WildWorks, the international theatre company based in the county, will remember the haunting day that war was announced in Mevagissey and across the Heligan Estate.

The unique performance – 100: The Day Our World Changed – will take place on Sunday, August 3.

Anybody who has seen any of WildWorks' large-scale works – from Souterrain at Camborne's Dolcoath Mine and The Beautiful Journey at Devonport Docks to their takeover of Kensington Palace and the Michael Sheen-starring The Passion in Port Talbot – will know this will be an event not to be missed.

With striking visual images, memorable new music by Seamus Carey and a core of familiar WildWorks performers, the event will involve many local people of all ages.

The audience is invited to follow the story at different times throughout the day and evening.

As the sun rises on August 3 Gorran Haven, St Ewe and Mevagissey will stir and the names of the 53 local men who gave their lives will be called at each war memorial.
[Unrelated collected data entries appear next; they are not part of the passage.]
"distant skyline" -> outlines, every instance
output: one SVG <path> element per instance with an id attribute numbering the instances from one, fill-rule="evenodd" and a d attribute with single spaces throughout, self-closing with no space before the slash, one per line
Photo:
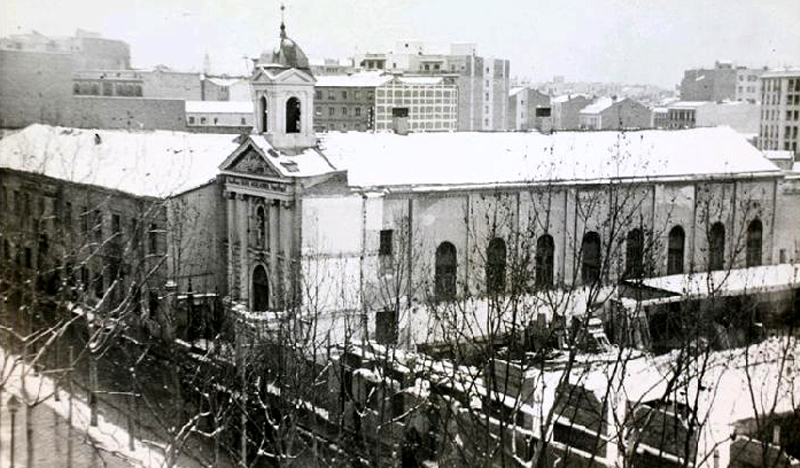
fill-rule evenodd
<path id="1" fill-rule="evenodd" d="M 473 42 L 512 77 L 654 84 L 716 60 L 800 65 L 798 0 L 287 0 L 289 36 L 310 57 L 384 52 L 403 40 Z M 279 1 L 2 0 L 0 35 L 76 29 L 121 39 L 132 65 L 243 74 L 277 42 Z"/>

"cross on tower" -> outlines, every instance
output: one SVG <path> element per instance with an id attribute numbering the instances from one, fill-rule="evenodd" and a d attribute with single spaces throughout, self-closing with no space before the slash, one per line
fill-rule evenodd
<path id="1" fill-rule="evenodd" d="M 283 3 L 281 3 L 281 38 L 286 37 L 286 24 L 284 24 L 284 16 L 283 16 L 284 10 L 286 10 L 286 6 Z"/>

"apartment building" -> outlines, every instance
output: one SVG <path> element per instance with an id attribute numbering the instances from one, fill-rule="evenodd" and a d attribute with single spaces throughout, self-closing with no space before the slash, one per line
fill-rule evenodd
<path id="1" fill-rule="evenodd" d="M 314 130 L 374 129 L 375 89 L 391 79 L 380 72 L 318 77 L 314 86 Z"/>
<path id="2" fill-rule="evenodd" d="M 454 131 L 458 127 L 458 87 L 452 77 L 396 76 L 375 91 L 375 130 L 394 128 L 407 117 L 412 132 Z"/>
<path id="3" fill-rule="evenodd" d="M 800 68 L 773 70 L 761 75 L 761 125 L 763 150 L 792 151 L 798 157 L 800 127 Z"/>
<path id="4" fill-rule="evenodd" d="M 435 53 L 419 41 L 398 42 L 388 53 L 354 58 L 362 70 L 402 72 L 404 75 L 452 75 L 458 87 L 458 130 L 501 131 L 507 122 L 510 62 L 477 54 L 475 44 L 452 44 Z"/>

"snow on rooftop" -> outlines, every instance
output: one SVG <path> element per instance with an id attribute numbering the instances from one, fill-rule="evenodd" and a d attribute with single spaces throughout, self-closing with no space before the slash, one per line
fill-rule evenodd
<path id="1" fill-rule="evenodd" d="M 588 98 L 585 94 L 562 94 L 561 96 L 556 96 L 552 98 L 551 102 L 569 102 L 573 99 L 577 98 Z"/>
<path id="2" fill-rule="evenodd" d="M 410 85 L 437 85 L 441 84 L 444 78 L 440 76 L 399 76 L 397 81 Z"/>
<path id="3" fill-rule="evenodd" d="M 551 135 L 332 132 L 320 139 L 331 163 L 346 169 L 349 184 L 358 187 L 435 189 L 444 185 L 780 173 L 728 127 Z"/>
<path id="4" fill-rule="evenodd" d="M 336 170 L 317 148 L 307 148 L 299 154 L 288 156 L 275 151 L 264 135 L 250 135 L 250 141 L 284 177 L 312 177 Z"/>
<path id="5" fill-rule="evenodd" d="M 223 88 L 227 88 L 228 86 L 235 85 L 239 81 L 243 81 L 242 78 L 206 78 L 207 81 L 214 83 L 217 86 L 222 86 Z"/>
<path id="6" fill-rule="evenodd" d="M 511 88 L 508 91 L 508 95 L 509 96 L 516 96 L 517 94 L 519 94 L 521 91 L 524 91 L 524 90 L 525 90 L 524 86 L 517 86 L 517 87 Z"/>
<path id="7" fill-rule="evenodd" d="M 166 197 L 213 179 L 233 135 L 31 125 L 0 140 L 0 167 L 139 196 Z"/>
<path id="8" fill-rule="evenodd" d="M 252 101 L 186 101 L 187 114 L 252 114 Z"/>
<path id="9" fill-rule="evenodd" d="M 717 296 L 738 296 L 748 291 L 769 292 L 800 286 L 800 266 L 764 265 L 710 273 L 669 275 L 647 278 L 642 284 L 673 292 L 684 299 L 708 297 L 711 292 Z"/>
<path id="10" fill-rule="evenodd" d="M 668 109 L 695 109 L 714 104 L 711 101 L 676 101 L 667 106 Z"/>
<path id="11" fill-rule="evenodd" d="M 317 77 L 317 88 L 372 88 L 380 86 L 392 79 L 383 72 L 363 72 L 352 75 L 323 75 Z"/>
<path id="12" fill-rule="evenodd" d="M 764 150 L 763 153 L 767 159 L 794 159 L 794 152 L 789 150 Z"/>
<path id="13" fill-rule="evenodd" d="M 594 101 L 593 103 L 589 104 L 588 106 L 581 109 L 581 114 L 599 114 L 604 110 L 608 109 L 612 105 L 614 105 L 614 101 L 610 97 L 601 97 Z"/>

At Mevagissey Quay, three red-sailed luggers will approach the harbour as the town crier summons local men to depart.

The audience will then meet the main characters in the drama – the local squire, one of his gardeners Jack, and May, his love.

The audience will follow the men of the Royal Naval Reserve as they march off to war, accompanied by St Austell Town Band, as they did 100 years ago.

There will be Edwardian fun and games at Heligan, a chance to hear the stories of its gardeners who joined up and lots more.

Bill Mitchell, artistic director of WildWorks, told What's On: "We're commemorating the start of the war when it was all about excitement and adventure – the fear was to come later.

"Theatrically, what I am playing with is life in 2014 at Heligan with 'time slips' back to 1914 and glimpses of war in France – it should be quite ghostly.

"Fundamentally it revolves around two characters who are 'walking out together'. He signs up for war and she doesn't know. It's a very human and archetypal story of what happened to a lot of people."

WildWorks have been working extensively with the Lost Gardens of Heligan, local historians and residents to uncover the tragic histories of the men.

"We will have a background story for everyone on the war memorial in Meva. Just for a day we will be bringing them back to life," said Bill.

The gardens themselves are being transformed to how they would have looked at the time, with a stunning living stage of Flanders poppies.

Bill added: "At least six Heligan gardeners joined up and never came back. One returned but the rest died in France and Belgium.

"They all got on a train that travelled from Penzance to Devonport. Mevagissey saw 75per cent of its fishermen join the reserve. That train journey was a powerful moment in history."

WildWorks is calling on anyone who would like to get involved to attend events this Friday and Saturday at Mevagissey Activity Centre, where they will present their plans. "We need people to be stewards, to perform, sing in the chorus of 100 voices, people who can sew and help make the costumes and uniforms, even someone with drill sergeant experience," said Bill. "Basically, if you'd like to be involved we'll find something for you to do."